Durante las últimas semanas hemos presenciado un impresionante estallido de protestas a lo largo y ancho del mundo árabe, cuyo desenlace ciertamente es imposible de determinar.
Lo que empezó en diciembre pasado en Túnez, como un movimiento pacífico de protesta que exigía la renuncia del dictador Ben Alí, se ha ido extendiendo como un reguero de pólvora a sus vecinos, en especial a Egipto, Argelia, Yemen, Bahrein y Libia, donde la reacción del gobierno del delirante Gaddafi ha sido brutal y sanguinaria, y ha hecho palidecer la represión del régimen autoritario de Mubarak en Egipto.

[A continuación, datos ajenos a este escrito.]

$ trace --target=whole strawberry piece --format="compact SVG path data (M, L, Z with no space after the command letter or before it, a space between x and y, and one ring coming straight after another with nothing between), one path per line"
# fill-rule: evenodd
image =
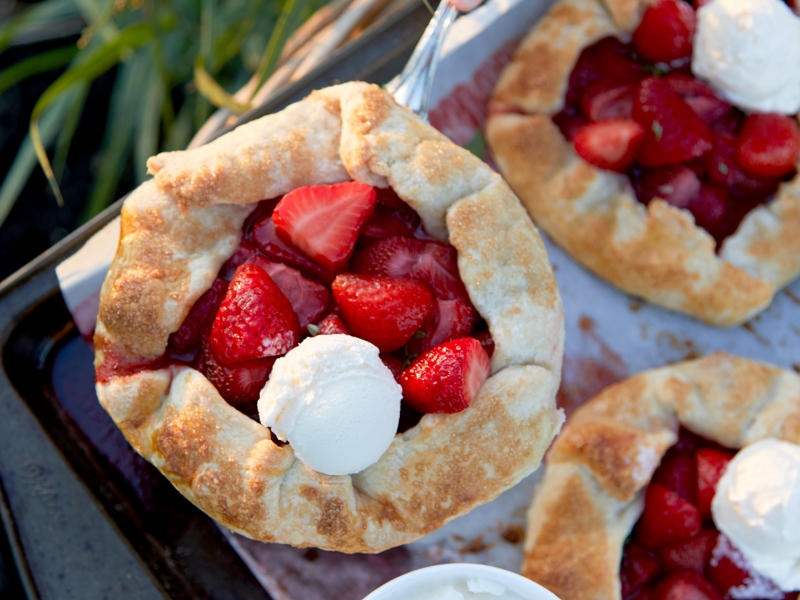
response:
M639 84L633 118L646 132L637 158L645 167L691 160L714 147L706 122L663 79L648 77Z
M276 360L276 357L259 358L226 367L214 358L208 343L204 343L200 370L227 402L247 404L258 400Z
M800 131L793 117L748 115L736 145L744 170L762 177L782 177L794 169L800 153Z
M477 320L475 309L465 302L437 299L420 330L408 340L408 353L419 355L450 340L468 336Z
M211 288L194 303L178 331L169 336L169 345L179 352L187 352L199 346L203 334L211 327L227 290L227 281L215 280Z
M722 600L711 583L695 571L673 573L656 586L656 600Z
M631 119L589 123L573 138L575 152L601 169L624 171L636 160L645 131Z
M312 331L312 328L309 327L308 330ZM317 323L316 333L313 335L335 335L337 333L350 335L350 330L339 315L331 313L325 315L322 320Z
M716 448L702 448L695 454L697 507L700 509L700 514L706 519L711 518L711 501L717 491L717 484L732 459L733 453Z
M267 272L244 264L233 274L211 326L209 344L224 365L281 356L300 340L292 304Z
M333 297L353 335L392 352L405 344L433 308L427 286L411 279L339 275Z
M428 350L403 371L403 399L422 413L461 412L470 405L491 368L478 340L452 340Z
M650 483L645 493L637 537L649 548L686 540L700 533L702 520L696 506L658 483Z
M651 62L688 58L696 21L694 9L683 0L660 0L644 12L633 45Z
M366 183L309 185L286 194L275 207L272 220L284 242L338 273L374 208L375 190Z

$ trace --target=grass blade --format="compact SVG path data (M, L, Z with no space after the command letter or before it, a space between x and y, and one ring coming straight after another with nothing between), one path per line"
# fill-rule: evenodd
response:
M75 46L64 46L63 48L40 52L11 65L7 69L3 69L0 71L0 93L28 77L69 64L75 58L77 52L78 48Z
M81 58L76 64L67 69L36 101L31 114L30 137L33 142L33 148L36 151L36 157L39 159L39 164L42 166L47 181L50 182L50 187L56 195L59 206L63 206L64 199L61 197L61 190L58 188L53 168L47 158L47 151L39 130L39 118L45 109L64 92L77 84L94 80L117 64L123 54L138 48L151 37L152 29L148 23L137 23L123 29L113 41L99 45L85 59Z
M76 86L75 99L70 102L70 106L64 115L64 122L61 126L61 131L58 133L56 152L53 157L53 174L56 176L57 181L61 181L61 175L67 163L69 147L72 144L75 131L78 129L78 123L81 120L81 114L83 114L83 105L86 103L86 95L88 92L88 83Z
M152 71L143 96L142 116L137 123L133 146L133 168L136 183L142 183L147 179L147 159L158 151L159 123L163 103L164 88L161 85L161 78L157 72Z
M224 106L236 114L241 114L250 108L249 105L237 101L208 74L203 65L203 59L199 56L194 63L194 83L197 86L197 91L217 108Z
M0 27L0 51L5 50L16 37L54 22L80 17L75 0L45 0L15 16Z

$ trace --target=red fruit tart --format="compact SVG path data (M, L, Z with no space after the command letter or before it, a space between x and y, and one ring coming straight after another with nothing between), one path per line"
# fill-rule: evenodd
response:
M800 274L800 25L779 0L695 5L558 0L503 72L486 133L534 220L579 262L732 326Z
M800 377L777 367L718 353L607 388L548 453L522 573L563 600L796 600L798 444Z
M97 393L194 504L254 539L379 552L537 468L563 420L563 311L499 175L363 83L148 168L101 293ZM313 406L288 422L300 388ZM325 466L366 447L341 424L382 411L378 388L385 446ZM305 446L282 437L298 429Z

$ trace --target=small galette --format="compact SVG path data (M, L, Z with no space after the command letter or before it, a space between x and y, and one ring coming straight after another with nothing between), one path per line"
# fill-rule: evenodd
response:
M780 0L558 0L503 72L487 141L579 262L731 326L800 273L799 108Z
M563 312L486 165L348 83L148 161L101 293L101 403L248 537L410 542L532 472Z
M562 600L796 600L800 377L727 354L570 417L528 512L525 576Z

Este movimiento no ha distinguido entre aliados de EE.UU. como Mubarak y enemigos de Israel, como Libia, y su denominador común ha sido la presencia en todos ellos de jóvenes conectados a redes sociales como Facebook y Twitter, que exigen más democracia y libertad, y la ausencia de un fuerte movimiento religioso islamista al estilo de la Revolución Iraní de 1979, como muy bien lo subraya mi estimado colega filósofo argelino y amigo Nacer Wabeau en un reciente artículo publicado en el diario La Nación, donde incluso califica a estos movimientos como “postislamistas” (La Nación, 20/02/11).La lectura de Wabeau, un conocedor de primera mano del conflicto, en principio nos debería llenar de optimismo y esperanza a todos aquellos que hoy en día creemos que la democracia como régimen político es inseparable de la laicidad y que la religión debe estar separada del Estado y de la toma de decisiones políticas. Sin embargo, también debemos tener claro que la actual correlación de fuerzas no garantiza que en todos estos países se fortalezcan los regímenes laicos.
Como señalaba el recientemente fallecido filósofo político Claude Lefort, la característica esencial de la democracia es la incertidumbre. Aunque minoritarios, los partidos islamistas en la región cuentan con una organización sólida construida a lo largo de muchos años, que al final de cuentas puede resultar siendo muy ventajosa en una situación de caos, pues su imagen de garantes del orden y la estabilidad no deja de ser atractiva para muchos. Esto es especialmente preocupante en el caso de Egipto, por la enorme importancia que tiene este país en el mundo árabe. Por eso, podemos decir que lo que pase en los próximos meses en Egipto marcará el futuro de toda la región.
No podemos saber cuál será el futuro de Egipto y del mundo árabe en general. Sólo podemos esperar que en esta región se dé una transición pacífica y ordenada hacia regímenes que no sólo sean laicos sino realmente democráticos, sin dirigentes vitalicios como Mubarak, ni “Líderes Supremos” mesiánicos como Gaddafi, pero que además promuevan la paz y la prosperidad en todo el Medio Oriente, lo cual debe incluir, como señala Wabeau, una pronta solución al aún pendiente conflicto entre palestinos e israelíes que tome en cuenta las legítimas aspiraciones de ambos pueblos a vivir (y convivir) pacíficamente.